Koki dan anak buahnya menyingkir jauh-jauh. Mereka tidak ingin melihat Raja Maruk murka. Patih geleng-geleng kepala. Tiba-tiba terdengar teriakan dari Tenda Kenyang. Patih dan Koki segera ke sana. Ternyata jempol tangan kiri Raja terpotong saat beliau mengiris-iris daging rusa. Ia marah-marah.

Patih buru-buru mencari Tuan Tabib. Setelah berkeringat dingin, setelah mencoba banyak cara, jempol Raja tidak bisa disatukan kembali. Tuan Tabib ketakutan melihat Raja murka. 

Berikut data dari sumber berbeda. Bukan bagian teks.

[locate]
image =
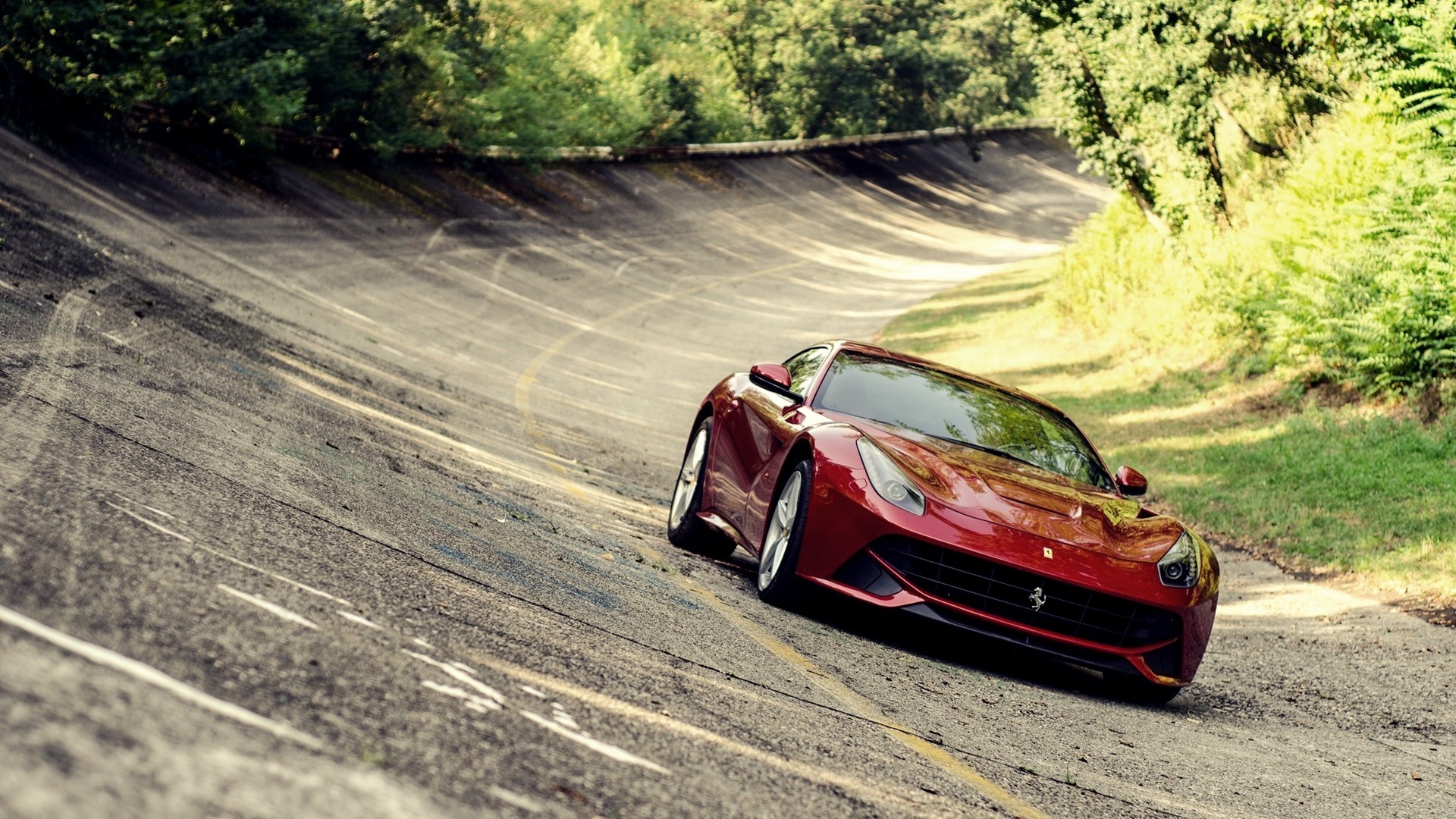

Dengan tenang, Patih berusaha menghibur Raja. "Baginda tidak usah marah atau sedih."

Raja tercengung. "Kenapa?"

"Semua peristiwa pasti ada manfaatnya!"

Raja Maruk murka. "Apa manfaat jempol buntung, Patih?"

Patih menceratuk. Menunduk dalam-dalam.

"Kamu menghinaku," seru Raja. "Kamu harus dipenjara di sini."

Pasukan khusus segera membangun penjara dari batu dan pohon. Patih tidak akan sanggup meloloskan diri bahkan seandainya dibantu oleh orang lain.

***

PADA MUSIM berburu berikutnya, Raja kembali ke hutan. Ia puas melihat Patih masih terkurung tanpa daya. Dengan mata berbinar cerah, ia mengacungkan jempol kepada pasukan penjaga. Lalu, beliau berangkat berburu. Kali ini tanpa Patih yang hafal kawasan aman. 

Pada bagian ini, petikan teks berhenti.